2.3 Materials in Fuel Cells
Table 1 shows the typical properties of materials for fuel cell components. Components like the bipolar plates or the GDL show a great variation in their properties due to the lack of standards. Furthermore, the components behave very different when being handled. The bipolar plate is gas tight and rigid, whereas GDL and CCM are limp and prone to being damaged during handling. Not only does this usually require a different set of grippers for each component, it also makes it inevitable to adapt it to the desired specifications.
2.4 Constraints
For the assembly all the components need to be handled. Especially the membrane poses a great challenge for grippers, as it is not only very thin, but also has low mechanical properties. Common base materials are Nafion® NR211 and Nafion® NC700. Their respective properties are given in Table 2 [16, 17], the poisson value for Nafion® based materials is 0.4 [18]
Whilst gripping the pressure difference causes a bending of the membrane. The bending of a thin membrane can be described by Eq. (1) [13] with the materials young’s modulus E and the poisson value ν as well as the radius R of the suction openings of the gripper, the differential pressure \(\Delta p\) and the material thickness d.
Fuel cell membranes subjected to mechanical stress show no distinct transition between elastic and plastic behaviour. In general, plastic deformation should be avoided. As the membranes tend to become thinner for higher efficiency fuel cells this can be challenging for defect-free handling. Therefore, FEM-simulations were carried out with the membrane being subjected to a pressure difference at a circular opening, as it can be found in vacuum or low-pressure grippers. The membrane was modelled in Abaqus as a shell encastrated at the outer circumference with five integration points along the thickness and Simpson integration rule as well as Abaqus’ standard static solver applied. The element size was set to 0.01 mm. The model as well as maximum Mises stress under variation of pressure difference and suction opening are shown in Fig. 3.
Whilst NR211 membranes are uncritical for the investigated parameter setting, NC700 is prone to being damaged due to handling. In Kundu et al. [20] yield strength between 1.55 MPa and 2.5 MPa were obtained for Nafion based materials. Based on the FEM results a diameter of less than 0.5 mm is recommended for safe handling of membranes.
2.5 Investigation of Position Accuracy
For the assessment of an achievable repeatability, a test stand was designed. It features a z-axis, a pressure control and differential pressure measurement system and a camera mounted below the transparent table. The gripper is slightly bigger than the CCM, the openings have a diameter of 0.5 mm, Fig. 4 shows the corresponding experimental setup. The level settings were based on the upper and lower limits in preliminary investigations and are shown in Table 3, the differential air pressure results from the characteristics of the vacuum generator and set supply air pressure.

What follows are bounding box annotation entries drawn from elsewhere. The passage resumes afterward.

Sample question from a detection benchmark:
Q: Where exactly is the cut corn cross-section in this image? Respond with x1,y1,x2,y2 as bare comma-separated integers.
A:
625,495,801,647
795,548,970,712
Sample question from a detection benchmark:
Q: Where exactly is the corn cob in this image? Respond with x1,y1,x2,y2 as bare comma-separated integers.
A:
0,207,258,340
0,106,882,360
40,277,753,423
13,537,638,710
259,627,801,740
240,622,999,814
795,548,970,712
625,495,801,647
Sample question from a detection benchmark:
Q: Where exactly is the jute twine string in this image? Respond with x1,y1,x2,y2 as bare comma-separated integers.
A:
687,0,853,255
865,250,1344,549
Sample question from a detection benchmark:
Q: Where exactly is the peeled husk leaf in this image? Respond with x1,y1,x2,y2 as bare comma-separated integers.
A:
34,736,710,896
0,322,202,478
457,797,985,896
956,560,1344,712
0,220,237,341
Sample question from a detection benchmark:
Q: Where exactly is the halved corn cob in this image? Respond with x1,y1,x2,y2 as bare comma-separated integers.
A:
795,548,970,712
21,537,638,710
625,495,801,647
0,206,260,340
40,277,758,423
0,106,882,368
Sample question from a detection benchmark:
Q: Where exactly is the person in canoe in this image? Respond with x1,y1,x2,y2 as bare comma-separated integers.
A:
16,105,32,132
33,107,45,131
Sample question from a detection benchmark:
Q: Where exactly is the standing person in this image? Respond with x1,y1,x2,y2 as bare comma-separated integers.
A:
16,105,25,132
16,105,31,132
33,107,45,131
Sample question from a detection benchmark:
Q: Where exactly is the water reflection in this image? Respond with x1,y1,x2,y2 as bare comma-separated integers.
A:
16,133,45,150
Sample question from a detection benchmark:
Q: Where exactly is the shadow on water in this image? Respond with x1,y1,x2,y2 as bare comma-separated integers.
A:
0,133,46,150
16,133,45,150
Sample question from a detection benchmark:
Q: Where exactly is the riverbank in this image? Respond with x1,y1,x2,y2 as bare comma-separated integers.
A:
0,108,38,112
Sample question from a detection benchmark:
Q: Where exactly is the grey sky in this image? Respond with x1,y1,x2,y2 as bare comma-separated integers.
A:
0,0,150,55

The central composite design has 16 different parameter settings for the full-factorial inner part (24-plan; - and + settings) and an additional nine parameter settings for centre and star points (+ + , 0 and - -). Each parameters setting has been carried out four times resulting in a total of 100 runs and position deviation measurements.
Figure 5 shows the analysis of means (ANOM) for the parameter settings in Table 3 with the average standard deviation represented in grey. To obtain an overall position deviation the mean value of x- and y-deviation on a single corner have been measured.
An analysis of variance (ANOVA) has been carried out with the results being shown in Table 4. After determination of the F-value the lift-off and drop-down distance are significant. The ANOVA shows, that a large fraction of the variation cannot be explained by the factor settings, thus leading to a relatively high error.
For the inner part of the central composite design first order interactions were investigated as well, showing no significant interactions. Hence the error cannot be explained by factor interactions alone. One of the reasons for a high variation might be the membrane rolling alongside its edges. The rolling is temperature and humidity induced. This curling leads to an unpredictable position after gripping. This also explains why a higher accuracy can be achieved for a higher pick-up distance: If the distance is bigger than the curling induced curvature, the CCM could be shifted before gripping. CCM flatness and curling have not been measured during experiments. Generally it is recommended to lay the CCM flat, as a higher drop-drown distance reduces accuracy.
2.6 Analysis of the Assembly Procedure and Tolerances
The assembly of fuel cell stacks involves several pick and place operations. The tolerance field for the final placement of the component itself is quite narrow, depending on the stack design from ± 0.1 mm to ± 0.4 mm [1]. Positioning itself cannot be carried out by a fixed stop as the components are too limp. For this reason optical position measurements have to be carried out. The total tolerance of the machine can be calculated as a combination between the handling device and the measurement device. The pixel density limits the accuracy of the camera, furthermore the handling device has a limited repeat accuracy. If the camera and gripper are not mounted to the same component and share a common origin these inaccuracies add up (camera position A, B and D in Fig. 6 with the camera coordinate system in blue, the gripper coordinate system in black and the world coordinate system in red).
Based on the results of Fig. 5 it is assumed that the gripper inaccuracy is ± 0.025 mm for gripping and placement. In contrast to the test setup there will also be an additional repeat inaccuracy of ± 0.02 mm by the robot itself, resulting in ± 0.045 mm for gripping and placement. The camera accuracy is set to ± 0.005 mm in all cases. The measuring station is assumed to have the same repeat accuracy as the robot. Concept D only allows for quality assurance, a perfect alignment of the component prior to gripping is assumed. The estimated inaccuracies are shown in Table 5 with concept C promising to have the lowest inaccuracy, which therefore will be pursued further in future.
3 Summary and Outlook
A flat surface gripper has been used to grasp and release a CCM for fuel cell production. Through FEM the critical suction hole opening size has been investigated and optimized for given materials. A direct link between material properties and gripper design was made. This proactive preparation allows for fast reaction times if the CCM is changed to another material, therefore contributing to an agile manufacturing system, with the planned base unit shown in Fig. 7. The multi component gripper allows for high utilization rates in low volume production and can be easily extended by the integration of identical systems for higher volume production as outlined in Fig. 2.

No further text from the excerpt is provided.